• The Bank of England policymakers voted unanimously 9-0 to raise bank rate to 0.75% compared with the expectations of a 7-2 voting pattern.
  • The Bank of England estimates long-term trend for real interest rate in the UK economy around zero to 1.0%, equivalent to bank rate of 2-3%; shorter-term equilibrium interest rate is lower.
  • While the Bank of England remained fairly upbeat on the economic growth, its outlook for further policy moves remained conservative.
  • Everyone should remember Bank’s message of rate increases being “gradual and limited” confirming dovish monetary policy stance.

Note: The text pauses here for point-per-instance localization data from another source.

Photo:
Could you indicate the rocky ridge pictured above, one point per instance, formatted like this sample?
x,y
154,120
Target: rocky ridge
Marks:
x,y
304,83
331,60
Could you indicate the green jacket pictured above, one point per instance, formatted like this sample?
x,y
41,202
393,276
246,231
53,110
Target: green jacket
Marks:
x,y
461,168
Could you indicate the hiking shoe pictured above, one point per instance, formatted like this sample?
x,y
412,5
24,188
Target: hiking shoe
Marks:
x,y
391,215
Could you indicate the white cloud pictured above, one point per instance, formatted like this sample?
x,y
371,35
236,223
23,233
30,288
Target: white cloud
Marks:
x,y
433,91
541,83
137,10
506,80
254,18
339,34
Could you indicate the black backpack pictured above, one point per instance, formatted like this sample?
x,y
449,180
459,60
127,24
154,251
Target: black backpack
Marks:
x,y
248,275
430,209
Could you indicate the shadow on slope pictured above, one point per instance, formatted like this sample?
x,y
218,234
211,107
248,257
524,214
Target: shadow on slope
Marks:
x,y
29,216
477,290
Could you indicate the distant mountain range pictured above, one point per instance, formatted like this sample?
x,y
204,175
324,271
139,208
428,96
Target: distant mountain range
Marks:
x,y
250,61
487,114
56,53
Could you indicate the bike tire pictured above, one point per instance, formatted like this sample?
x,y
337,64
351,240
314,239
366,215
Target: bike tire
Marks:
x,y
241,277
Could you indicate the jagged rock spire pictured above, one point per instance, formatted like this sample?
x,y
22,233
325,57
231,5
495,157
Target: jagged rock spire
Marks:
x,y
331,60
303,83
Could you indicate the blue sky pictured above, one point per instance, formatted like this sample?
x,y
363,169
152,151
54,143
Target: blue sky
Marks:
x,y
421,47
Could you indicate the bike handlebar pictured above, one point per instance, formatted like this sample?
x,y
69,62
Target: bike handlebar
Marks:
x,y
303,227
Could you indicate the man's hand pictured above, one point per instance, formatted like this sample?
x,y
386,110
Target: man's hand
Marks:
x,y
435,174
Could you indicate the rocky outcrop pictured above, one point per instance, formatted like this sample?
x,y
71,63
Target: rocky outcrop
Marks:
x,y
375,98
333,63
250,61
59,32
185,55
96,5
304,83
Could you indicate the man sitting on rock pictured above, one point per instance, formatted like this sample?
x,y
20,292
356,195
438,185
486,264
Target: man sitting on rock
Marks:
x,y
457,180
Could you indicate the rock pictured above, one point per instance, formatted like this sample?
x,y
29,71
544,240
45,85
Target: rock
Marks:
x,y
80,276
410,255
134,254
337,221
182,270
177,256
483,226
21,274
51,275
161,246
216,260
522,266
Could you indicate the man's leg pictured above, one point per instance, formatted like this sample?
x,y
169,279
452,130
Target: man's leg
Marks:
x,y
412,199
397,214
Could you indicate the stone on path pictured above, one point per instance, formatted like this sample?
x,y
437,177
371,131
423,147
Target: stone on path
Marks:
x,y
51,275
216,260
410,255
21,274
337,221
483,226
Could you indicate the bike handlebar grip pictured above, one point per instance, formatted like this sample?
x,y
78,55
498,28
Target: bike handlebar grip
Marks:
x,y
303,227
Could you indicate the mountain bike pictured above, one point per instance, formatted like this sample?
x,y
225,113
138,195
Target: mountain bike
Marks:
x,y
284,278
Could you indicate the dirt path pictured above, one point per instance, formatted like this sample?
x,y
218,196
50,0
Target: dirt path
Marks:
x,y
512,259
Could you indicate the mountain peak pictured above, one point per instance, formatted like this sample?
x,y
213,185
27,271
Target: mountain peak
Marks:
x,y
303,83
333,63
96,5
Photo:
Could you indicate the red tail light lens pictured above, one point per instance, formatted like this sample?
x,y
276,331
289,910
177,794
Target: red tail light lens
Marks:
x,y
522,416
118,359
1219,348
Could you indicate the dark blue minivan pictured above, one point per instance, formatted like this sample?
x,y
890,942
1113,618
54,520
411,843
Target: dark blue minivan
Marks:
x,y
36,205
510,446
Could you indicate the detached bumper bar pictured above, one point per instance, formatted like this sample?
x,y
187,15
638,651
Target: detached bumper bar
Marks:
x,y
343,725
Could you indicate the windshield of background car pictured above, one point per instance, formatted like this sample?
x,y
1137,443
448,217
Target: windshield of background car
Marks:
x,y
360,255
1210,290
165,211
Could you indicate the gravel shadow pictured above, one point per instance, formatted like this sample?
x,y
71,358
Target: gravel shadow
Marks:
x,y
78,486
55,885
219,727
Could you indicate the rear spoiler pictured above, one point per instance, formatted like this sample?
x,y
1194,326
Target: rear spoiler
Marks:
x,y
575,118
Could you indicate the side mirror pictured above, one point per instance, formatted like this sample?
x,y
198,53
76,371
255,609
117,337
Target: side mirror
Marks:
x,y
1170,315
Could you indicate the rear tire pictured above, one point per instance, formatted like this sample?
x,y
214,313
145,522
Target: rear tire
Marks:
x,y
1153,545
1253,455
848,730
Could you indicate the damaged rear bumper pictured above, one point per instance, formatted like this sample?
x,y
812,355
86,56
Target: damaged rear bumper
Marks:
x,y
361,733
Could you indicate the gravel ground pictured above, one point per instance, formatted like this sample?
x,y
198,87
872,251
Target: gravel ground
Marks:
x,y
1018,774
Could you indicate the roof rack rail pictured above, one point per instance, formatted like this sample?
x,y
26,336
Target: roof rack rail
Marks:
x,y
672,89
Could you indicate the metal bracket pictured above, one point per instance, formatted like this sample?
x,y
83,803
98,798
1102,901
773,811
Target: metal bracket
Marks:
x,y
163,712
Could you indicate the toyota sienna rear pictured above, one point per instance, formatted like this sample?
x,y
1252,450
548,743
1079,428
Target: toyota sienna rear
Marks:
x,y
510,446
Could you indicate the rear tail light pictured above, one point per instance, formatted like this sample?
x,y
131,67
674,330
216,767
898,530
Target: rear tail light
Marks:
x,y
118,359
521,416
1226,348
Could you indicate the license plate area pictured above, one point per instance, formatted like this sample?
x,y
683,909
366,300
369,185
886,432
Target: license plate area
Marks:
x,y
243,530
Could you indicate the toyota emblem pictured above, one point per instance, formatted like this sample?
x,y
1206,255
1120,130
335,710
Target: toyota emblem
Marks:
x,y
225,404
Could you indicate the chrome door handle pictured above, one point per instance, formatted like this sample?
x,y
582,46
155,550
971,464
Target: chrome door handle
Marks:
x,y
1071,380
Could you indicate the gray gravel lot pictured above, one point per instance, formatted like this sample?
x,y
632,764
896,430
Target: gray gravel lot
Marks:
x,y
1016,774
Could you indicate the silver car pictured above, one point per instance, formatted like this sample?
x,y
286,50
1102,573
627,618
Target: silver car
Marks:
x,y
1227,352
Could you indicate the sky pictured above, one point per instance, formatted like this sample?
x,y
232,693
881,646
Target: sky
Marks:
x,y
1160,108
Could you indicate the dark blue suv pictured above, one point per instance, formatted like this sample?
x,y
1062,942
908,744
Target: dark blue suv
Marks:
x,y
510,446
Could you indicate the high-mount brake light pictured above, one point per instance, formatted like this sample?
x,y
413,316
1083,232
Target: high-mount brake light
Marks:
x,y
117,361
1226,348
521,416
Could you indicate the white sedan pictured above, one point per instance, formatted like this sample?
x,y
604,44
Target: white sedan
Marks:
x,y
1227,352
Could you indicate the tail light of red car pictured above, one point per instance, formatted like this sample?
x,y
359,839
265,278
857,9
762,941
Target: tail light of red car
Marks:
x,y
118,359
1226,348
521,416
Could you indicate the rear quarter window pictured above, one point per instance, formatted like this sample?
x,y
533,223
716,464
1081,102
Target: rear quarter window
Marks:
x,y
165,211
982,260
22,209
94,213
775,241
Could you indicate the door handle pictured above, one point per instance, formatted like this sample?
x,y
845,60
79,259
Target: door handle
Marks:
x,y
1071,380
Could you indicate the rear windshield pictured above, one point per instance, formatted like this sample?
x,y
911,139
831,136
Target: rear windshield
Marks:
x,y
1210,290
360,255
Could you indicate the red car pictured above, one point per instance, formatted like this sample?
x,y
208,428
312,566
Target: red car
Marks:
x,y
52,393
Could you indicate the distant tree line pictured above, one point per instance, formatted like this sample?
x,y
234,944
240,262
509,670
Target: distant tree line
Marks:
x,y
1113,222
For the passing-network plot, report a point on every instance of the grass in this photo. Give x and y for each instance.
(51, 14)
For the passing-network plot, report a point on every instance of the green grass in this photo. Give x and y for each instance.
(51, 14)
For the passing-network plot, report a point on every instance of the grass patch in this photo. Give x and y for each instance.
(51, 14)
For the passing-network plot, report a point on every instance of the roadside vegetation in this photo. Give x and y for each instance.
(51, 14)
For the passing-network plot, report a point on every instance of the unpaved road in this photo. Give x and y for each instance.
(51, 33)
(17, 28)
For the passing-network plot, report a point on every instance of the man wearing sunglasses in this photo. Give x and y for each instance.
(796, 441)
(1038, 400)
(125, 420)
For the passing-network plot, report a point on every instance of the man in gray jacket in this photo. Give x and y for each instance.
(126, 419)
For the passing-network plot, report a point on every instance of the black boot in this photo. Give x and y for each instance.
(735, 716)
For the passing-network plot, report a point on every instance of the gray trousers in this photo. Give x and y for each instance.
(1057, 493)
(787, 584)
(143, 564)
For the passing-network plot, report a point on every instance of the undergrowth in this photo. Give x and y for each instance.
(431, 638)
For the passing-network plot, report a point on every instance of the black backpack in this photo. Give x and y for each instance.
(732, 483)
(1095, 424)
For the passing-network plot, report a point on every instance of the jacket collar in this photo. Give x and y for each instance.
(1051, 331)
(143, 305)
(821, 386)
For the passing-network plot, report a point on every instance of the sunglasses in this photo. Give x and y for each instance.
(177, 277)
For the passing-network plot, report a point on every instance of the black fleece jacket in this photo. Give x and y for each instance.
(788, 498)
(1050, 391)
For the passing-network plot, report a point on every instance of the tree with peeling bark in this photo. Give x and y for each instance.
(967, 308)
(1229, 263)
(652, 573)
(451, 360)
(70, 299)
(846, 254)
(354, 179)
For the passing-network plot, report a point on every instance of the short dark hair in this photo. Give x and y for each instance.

The Monetary Policy Committee members of the Bank of England stood all united while voting unanimously in favor of the Bank rate increase by 25 basis point to 0.75% in August. The rate hike is justified by tight UK labor market and inflation above 2% throughout the next two years.

“The contribution of external pressures is projected to ease over the forecast period while the contribution of domestic cost pressures is expected to rise. Taking these influences together, and conditioned on the gently rising path of Bank Rate implied by current market yields, CPI inflation remains slightly above 2% through most of the forecast period, reaching the target in the third year,” the Bank of England wrote in the Monetary Policy Summary.

While the Bank of England remained fairly upbeat on the economic growth, its outlook for further policy moves remained conservative.

The Bank of England estimates overall slack in the UK economy at zero in the third quarter of this year expecting excess demand of 0.25% of potential GDP in two years' time. While external shocks including the recent wave of protectionism are seen slowing the global economy, domestic economic features are set to remain steadily solid. 

The UK unemployment rate is estimated to stand at 3.9% in two years' time compared to 4.0% projection from the May Inflation Report. So it is the robustness of the UK labor market that would keep the inflation rate above 2% target for the next three year should the Bank rate remain at 0.75%.  

The Bank of England Governor Mark Carney said that the bigger picture is of external cost pressures easing with p[ost Brexit Sterling’s depreciation push on UK inflation easing while domestic inflation pressures are building with the labor market slack being absorbed.

Carney also said that given how low UK productivity is, with the UK wage growth in the range from the upper 2%  to low 3%rasing the Bank rate gradually and into the limited extent is consistent with the inflation target.

"Monetary policy needs to walk, not run, to stand still as equilibrium interest rate rises gradually," Carney said in the press conference stressing out that everyone, whether borrower or saver, should remember the Bank of England’s limited and gradual message on the pace of rate increases.